After removing the dead and incarcerated from the federal payroll, they can go after an agency that touches all Americans: the United States Postal Service (USPS). According to Citizens Against Government Waste (www.cagw.org), "The USPS has 600,000 employees and is the second largest employer in America behind Wal-Mart. The USPS Office of Inspector General reported that employees were paid $21.9 million for 875,540 hours of 'stand-by' time in FY 2010, and $4.3 million for 170,666 hours in the first half of FY 2011. The USPS also has a 24 percent vacancy rate in its 284 million square feet of interior office space."
The problem is that once a federal agency or program is started, it is easier to find an honest politician than it is to cut something from the budget. Ronald Reagan noted the only proof of eternal life on Earth is a government program. Being dead does not have to remove one from the "spread the wealth" mentality of the current administration, or any administration. Misspending is clearly bipartisan.
Then there's Solyndra, the California solar panel company that received half a billion dollars in loan guarantees and then declared bankruptcy. Solyndra officials invoked the 5th Amendment protection against self-incrimination last week before a congressional committee.
Also last week, Senate Democrats rejected a continuing spending resolution passed by the House because, among other reasons, it contains cuts in the very solar energy program that funded Solyndra. So just because a company or a person dies does not necessarily disqualify them from receiving additional taxpayer money (borrowed from the Chinese, of course). Eternal life, you see.

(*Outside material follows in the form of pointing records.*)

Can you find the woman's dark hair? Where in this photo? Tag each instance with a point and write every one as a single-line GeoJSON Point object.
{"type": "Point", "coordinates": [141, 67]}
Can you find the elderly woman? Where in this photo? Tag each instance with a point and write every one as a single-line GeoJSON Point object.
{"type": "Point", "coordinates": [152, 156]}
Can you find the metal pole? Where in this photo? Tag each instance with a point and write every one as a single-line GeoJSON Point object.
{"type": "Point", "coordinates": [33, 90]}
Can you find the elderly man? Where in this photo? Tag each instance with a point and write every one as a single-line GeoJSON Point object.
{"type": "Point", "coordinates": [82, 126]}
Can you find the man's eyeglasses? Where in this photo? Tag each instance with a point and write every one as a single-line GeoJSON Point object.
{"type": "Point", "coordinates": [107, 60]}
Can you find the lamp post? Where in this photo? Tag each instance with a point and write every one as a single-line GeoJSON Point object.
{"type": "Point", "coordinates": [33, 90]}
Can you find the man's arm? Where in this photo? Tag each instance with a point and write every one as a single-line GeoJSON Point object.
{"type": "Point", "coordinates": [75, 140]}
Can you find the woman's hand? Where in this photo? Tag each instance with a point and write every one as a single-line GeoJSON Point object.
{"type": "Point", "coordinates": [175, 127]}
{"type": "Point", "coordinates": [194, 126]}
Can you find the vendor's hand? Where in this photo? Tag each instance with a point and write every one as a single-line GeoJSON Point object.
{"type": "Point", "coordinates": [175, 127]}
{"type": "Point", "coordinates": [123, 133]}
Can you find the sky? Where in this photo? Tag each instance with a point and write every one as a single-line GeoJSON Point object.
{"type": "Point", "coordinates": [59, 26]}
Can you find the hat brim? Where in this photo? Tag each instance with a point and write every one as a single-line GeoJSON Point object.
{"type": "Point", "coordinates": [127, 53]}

It is beyond disgraceful that so many elected officials and unelected bureaucrats continue to waste so much of our money, all the while demanding we be taxed more because they can't "afford" to cut a dime and some of us allegedly aren't contributing our "fair share."
We are past not being able to afford our government and it's long past time to start cutting them off, much as a parent might stop sending money to a spendthrift college student who wastes it on partying and high-living.